In a Vase on Monday – Abraham Darby and Friends

I started with Abutilon, white and a rich strawberry colour, which have scrambled up into the trees and are flowering madly, but it all wilted before I could get it into the vase. Instead I picked Rose ‘Abraham Darby’ and Erysimum for scent, Penstemon ‘Hidcote Pink’, a few stems of Sisrinchium, Hydrangeas, Tree Dahlias, and a lot of the bright green chrysanthemums which have aged to an attractive orange – pink shading to green – yellow.

hydrangeas with chrysanthemum cut flowers


The Tree Dahlia was looking amazing, with stems 4 to 5 metres tall and 1.5 inches thick. I had to prune some of them back to save my Pomegranate tree which was being smothered underneath them, and then a wind came last week breaking many and knocking others over. The fallen ones were still flowering, so at least it was possible to cut them. The flowers are simple, like a smallish white cactus type.

abraham darby rose cut flowersThe English Rose ‘Abraham Darby’ is settling in after its third move in as many years. It is definitely happier in the orange garden, or maybe it’s all the rain this year.

There are one or two new Hydrangea flowers still, maybe these are stems that were pruned earlier in the year, but most of them are doing their graceful disintegration.

cut flowers in vase

Head over to Rambling in the Garden for vases full of summer blooms, or pick some flowers and share.

autumn cut flowers


20 thoughts on “In a Vase on Monday – Abraham Darby and Friends

  1. Amazing that you have Tree Dahlias! Even here in central Italy they rarely grow to flowering because cold weather arrives. Your arrangement seems to say “look! Autumn is coming but it has been an abundant season.”

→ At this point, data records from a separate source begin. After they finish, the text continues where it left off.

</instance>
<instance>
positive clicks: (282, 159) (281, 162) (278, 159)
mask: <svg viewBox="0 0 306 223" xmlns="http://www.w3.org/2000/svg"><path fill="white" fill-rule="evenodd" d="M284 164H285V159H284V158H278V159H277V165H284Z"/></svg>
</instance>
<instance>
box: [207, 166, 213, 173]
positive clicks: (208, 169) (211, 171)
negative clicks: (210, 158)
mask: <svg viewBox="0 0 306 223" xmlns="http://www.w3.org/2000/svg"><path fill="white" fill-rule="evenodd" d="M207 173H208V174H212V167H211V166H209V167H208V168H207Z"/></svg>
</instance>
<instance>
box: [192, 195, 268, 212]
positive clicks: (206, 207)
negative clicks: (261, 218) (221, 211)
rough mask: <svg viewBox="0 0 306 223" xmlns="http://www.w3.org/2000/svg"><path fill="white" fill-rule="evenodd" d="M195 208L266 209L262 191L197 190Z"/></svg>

    1. They do seem to flower much later – all of my normal ones have finished flowering. We had a frost last week as well but it doesn’t seem to have worried it.

  2. I love a vase stuffed full as yours is. A beautiful tapestry of colours and textures. Some plants are so resilient about being moved, it’s amazing. Your rose is gorgeous. I brought loads of plants when we came here and some stayed 6 months in pots after a false start. Most survived and are thriving.

    1. Me too – I am really enjoying this vase. It’s true about plants being moved, they often seem to enjoy it. You must have planted your pots well so that they survived that long in pots.

  3. I have never come across tree dahlias before and it is hard to comprehend what something so tall must look like! It joins a pretty collection of late season blooms in your vase. Looking at Abraham Derby reminds me just how different the petal formation of different roses can be

    1. It looks a little strange, really. I planted it at the bottom of a small bank, but it still towers over the driveway, with these small flowers at the end of the long branches. It didn’t die down to the ground last year, which with the rain is I guess why it is so big.
      Abraham Darby is to me a perfect old fashioned looking rose, and those buds have opened up just stunningly. It’s a nice fruity scent.

  4. The Hydrangea skeleton is a wonderful addition! I’ve been tempted to try growing a tree dahlia. There’s a mail order nursery in Northern California that offers the plants but they warn to protect it from high winds and those are a persistent problem in my area of coastal Southern California.

    1. I got mine online, the tuber is just like a normal dahlia. I’m going to move it when it has finished, although I’m not sure where. We have a lot of wind as well, and it comes from all directions so it’s hard to make a sheltered sunny spot.

  5. A beautiful and bountiful bouquet, Cath! I have never heard of a tree dahlia either, and it must look quite amazing at such a height! I love the Hydrangeas at their different stages – very effective.